Politics is a branch of social science that deals with the action of governments. It refers to the established systems and structures through which the government executes its governing role and the process that create these structures. Politics will dominate in political entities such a nation. The process through which a country elects its government is political in nature. Moreover, the government runs on certain policies that govern its actions. These policies are often unwritten but they affect the whole public under the jurisdiction of the government. The intersection between public policy and the study of politics happens in two ways. Foremost, the institutions that establish and implement public policy are political in nature. Additionally, the process of instituting and effecting public policy is also political (Campbell, 2002). Secondly, the political nature of public nature makes it prone to influence from political figures. This explains why certain public policies echo a politician’s sentiments rather than the public’s opinion. Public policy is henceforth deeply ingrained within the study of politics.
The term politics, in this context, refers to the means and methods through which public policy is formulated, implemented, and evaluated. A simple analogical description of politics would be the engine of public policy. Without politics, public policy will stall and where it doesn’t only a few members of the public would be included in the policy rather than the whole public.
Making public policy without politics can be likened to making a car run without an engine. It can work but not sustainable and effective. A good example is in dictatorial regimes where public policy is not public at all but the opinions of a select few. To enjoy the complete benefits of public policy, it is required that it be made within the confines of politics. This position is based on the fact that the public policy process is political in nature. This process involves policy formulation, implementation, and evaluation (Makinde). Policy formulation is the process through which public policy is made and gazetted. The process resulting in policy formulation involves several political players like the judiciary, legislature, and the executive. Each plays a vital role in ensuring that the policy is in tandem with the public’s desires. Making public policy without politics would mean ignoring any of these political players which would be detrimental.

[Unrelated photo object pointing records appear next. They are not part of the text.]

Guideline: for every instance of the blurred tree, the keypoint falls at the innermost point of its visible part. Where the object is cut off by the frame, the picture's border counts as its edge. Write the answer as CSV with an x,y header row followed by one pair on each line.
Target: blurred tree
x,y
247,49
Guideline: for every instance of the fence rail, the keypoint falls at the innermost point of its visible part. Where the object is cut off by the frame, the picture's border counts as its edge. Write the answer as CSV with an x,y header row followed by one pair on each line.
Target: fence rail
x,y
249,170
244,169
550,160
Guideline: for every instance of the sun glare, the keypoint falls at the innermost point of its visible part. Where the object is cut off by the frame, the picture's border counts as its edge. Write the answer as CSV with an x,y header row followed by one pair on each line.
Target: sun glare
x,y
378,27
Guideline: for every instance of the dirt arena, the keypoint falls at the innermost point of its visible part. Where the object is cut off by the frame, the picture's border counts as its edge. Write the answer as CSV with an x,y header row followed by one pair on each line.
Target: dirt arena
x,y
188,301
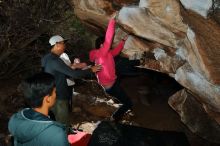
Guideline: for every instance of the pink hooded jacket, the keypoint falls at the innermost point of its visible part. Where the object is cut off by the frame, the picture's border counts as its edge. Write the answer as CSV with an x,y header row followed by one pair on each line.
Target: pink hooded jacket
x,y
105,57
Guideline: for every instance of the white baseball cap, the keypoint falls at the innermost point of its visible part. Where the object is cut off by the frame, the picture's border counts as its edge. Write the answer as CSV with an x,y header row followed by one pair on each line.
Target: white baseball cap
x,y
56,39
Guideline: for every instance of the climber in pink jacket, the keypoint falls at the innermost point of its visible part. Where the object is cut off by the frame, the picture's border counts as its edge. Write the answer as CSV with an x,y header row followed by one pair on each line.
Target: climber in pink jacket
x,y
104,55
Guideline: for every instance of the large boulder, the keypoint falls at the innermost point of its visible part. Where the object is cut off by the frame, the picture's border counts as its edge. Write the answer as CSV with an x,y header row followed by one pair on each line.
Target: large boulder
x,y
181,42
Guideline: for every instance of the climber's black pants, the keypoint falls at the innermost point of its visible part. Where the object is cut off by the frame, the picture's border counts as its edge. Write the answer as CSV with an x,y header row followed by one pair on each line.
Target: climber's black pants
x,y
119,94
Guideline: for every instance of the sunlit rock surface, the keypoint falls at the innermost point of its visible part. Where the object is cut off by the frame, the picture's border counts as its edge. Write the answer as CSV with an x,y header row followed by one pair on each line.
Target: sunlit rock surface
x,y
199,6
181,42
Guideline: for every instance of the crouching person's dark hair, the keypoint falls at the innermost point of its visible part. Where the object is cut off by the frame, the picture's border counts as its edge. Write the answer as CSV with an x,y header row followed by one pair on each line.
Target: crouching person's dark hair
x,y
36,87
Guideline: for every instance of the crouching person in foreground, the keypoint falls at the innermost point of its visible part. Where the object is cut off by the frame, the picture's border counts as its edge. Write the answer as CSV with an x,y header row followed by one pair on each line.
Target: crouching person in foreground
x,y
33,126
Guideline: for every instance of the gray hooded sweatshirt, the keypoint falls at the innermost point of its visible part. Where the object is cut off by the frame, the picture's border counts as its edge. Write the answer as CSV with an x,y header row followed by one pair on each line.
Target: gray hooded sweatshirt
x,y
31,128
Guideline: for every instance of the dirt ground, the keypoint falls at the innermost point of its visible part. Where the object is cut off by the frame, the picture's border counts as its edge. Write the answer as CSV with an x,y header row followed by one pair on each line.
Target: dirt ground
x,y
148,91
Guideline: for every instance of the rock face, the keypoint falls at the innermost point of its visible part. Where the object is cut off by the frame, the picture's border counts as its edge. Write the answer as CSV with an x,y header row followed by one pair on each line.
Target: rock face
x,y
180,38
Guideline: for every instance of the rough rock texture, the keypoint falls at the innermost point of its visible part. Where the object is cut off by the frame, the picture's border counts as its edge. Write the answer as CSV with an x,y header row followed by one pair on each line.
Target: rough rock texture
x,y
187,106
181,42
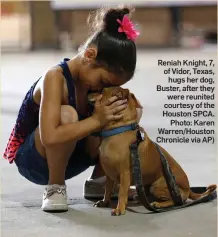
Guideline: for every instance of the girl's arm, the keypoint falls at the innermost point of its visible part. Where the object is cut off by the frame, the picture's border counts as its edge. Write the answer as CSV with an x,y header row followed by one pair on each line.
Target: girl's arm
x,y
51,132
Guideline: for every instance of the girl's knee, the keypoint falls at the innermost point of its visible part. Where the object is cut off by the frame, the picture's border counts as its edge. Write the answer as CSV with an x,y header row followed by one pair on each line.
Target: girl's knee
x,y
68,114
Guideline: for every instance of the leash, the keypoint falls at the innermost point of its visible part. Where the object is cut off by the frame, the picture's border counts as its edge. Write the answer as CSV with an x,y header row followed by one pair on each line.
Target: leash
x,y
169,177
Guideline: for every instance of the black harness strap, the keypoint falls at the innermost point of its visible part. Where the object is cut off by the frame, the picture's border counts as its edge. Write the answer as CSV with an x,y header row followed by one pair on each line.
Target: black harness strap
x,y
170,180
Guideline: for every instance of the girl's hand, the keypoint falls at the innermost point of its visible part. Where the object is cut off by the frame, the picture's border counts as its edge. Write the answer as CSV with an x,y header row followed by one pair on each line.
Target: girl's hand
x,y
108,111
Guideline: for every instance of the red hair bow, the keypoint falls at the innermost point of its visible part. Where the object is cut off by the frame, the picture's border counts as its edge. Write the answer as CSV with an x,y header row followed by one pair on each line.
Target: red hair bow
x,y
127,27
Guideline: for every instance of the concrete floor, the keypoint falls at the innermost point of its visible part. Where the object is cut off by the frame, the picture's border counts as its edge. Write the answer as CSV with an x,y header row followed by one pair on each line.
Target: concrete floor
x,y
20,207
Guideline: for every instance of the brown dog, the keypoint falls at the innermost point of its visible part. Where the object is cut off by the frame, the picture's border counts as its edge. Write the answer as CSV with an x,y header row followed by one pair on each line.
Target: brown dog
x,y
115,160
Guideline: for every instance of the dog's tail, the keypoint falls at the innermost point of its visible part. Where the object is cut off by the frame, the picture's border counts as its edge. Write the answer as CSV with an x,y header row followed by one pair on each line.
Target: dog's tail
x,y
195,196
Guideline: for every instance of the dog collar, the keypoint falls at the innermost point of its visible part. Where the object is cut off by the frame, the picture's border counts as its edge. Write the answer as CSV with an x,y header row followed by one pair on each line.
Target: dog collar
x,y
116,131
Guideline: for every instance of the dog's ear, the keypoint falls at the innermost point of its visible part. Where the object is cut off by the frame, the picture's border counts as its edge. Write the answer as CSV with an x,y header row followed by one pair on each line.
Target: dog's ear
x,y
92,97
137,103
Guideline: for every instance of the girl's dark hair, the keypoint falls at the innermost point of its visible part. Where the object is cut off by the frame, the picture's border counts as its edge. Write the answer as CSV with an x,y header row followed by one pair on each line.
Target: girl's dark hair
x,y
115,52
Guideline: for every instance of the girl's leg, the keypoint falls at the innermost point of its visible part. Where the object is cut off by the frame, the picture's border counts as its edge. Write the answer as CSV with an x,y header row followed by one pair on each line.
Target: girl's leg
x,y
55,195
58,156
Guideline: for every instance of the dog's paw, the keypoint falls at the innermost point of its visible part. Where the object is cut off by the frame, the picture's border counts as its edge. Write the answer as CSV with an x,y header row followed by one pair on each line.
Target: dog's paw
x,y
118,212
101,203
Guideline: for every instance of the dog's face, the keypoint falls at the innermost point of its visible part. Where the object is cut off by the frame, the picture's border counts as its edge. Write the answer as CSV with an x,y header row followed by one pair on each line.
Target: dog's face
x,y
129,113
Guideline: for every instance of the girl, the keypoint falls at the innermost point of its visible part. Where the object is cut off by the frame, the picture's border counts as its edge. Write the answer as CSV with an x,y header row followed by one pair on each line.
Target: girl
x,y
51,141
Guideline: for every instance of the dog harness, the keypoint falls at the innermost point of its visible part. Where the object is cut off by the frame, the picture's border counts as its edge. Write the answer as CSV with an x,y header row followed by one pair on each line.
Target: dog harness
x,y
144,195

The second stage in the public policy process is policy implementation. This involves tasking the relevant bodies with appropriate instructions, powers, and authorities with which to effect the public policy. This process is equally political since it involves clearly outlining the authority structure and the distribution of powers. Politics also defines the end goal of the implementation process. Politics will also ensure that the process is well scrutinized to ensure that all relevant opinions are inclusive.
Lastly, upon completion of the implementation phase, the policy evaluation stage sets in. Policy evaluation is concerned with ensuring that the outcome of the implementation process suits the public’s requirements before the institution of the policy. At this juncture, an independent body is tasked with ensuring that misuse and mismanagement were absent during the implementation stage and that the results are both acceptable and sustainable. This is probably the most vital phase of the public policy process since it’s the most anticipated stage by the public. Excluding politics from this stage would be pointless since it means excluding the cause of the problem from the solution to the problem.
Campbell, J. L. (2002). Ideas, politics, and public policy. Annual review of sociology, 28(1), 21-38.
Makinde, T. Interface between Politics and Public Policy: A Relationship of Inseparableness.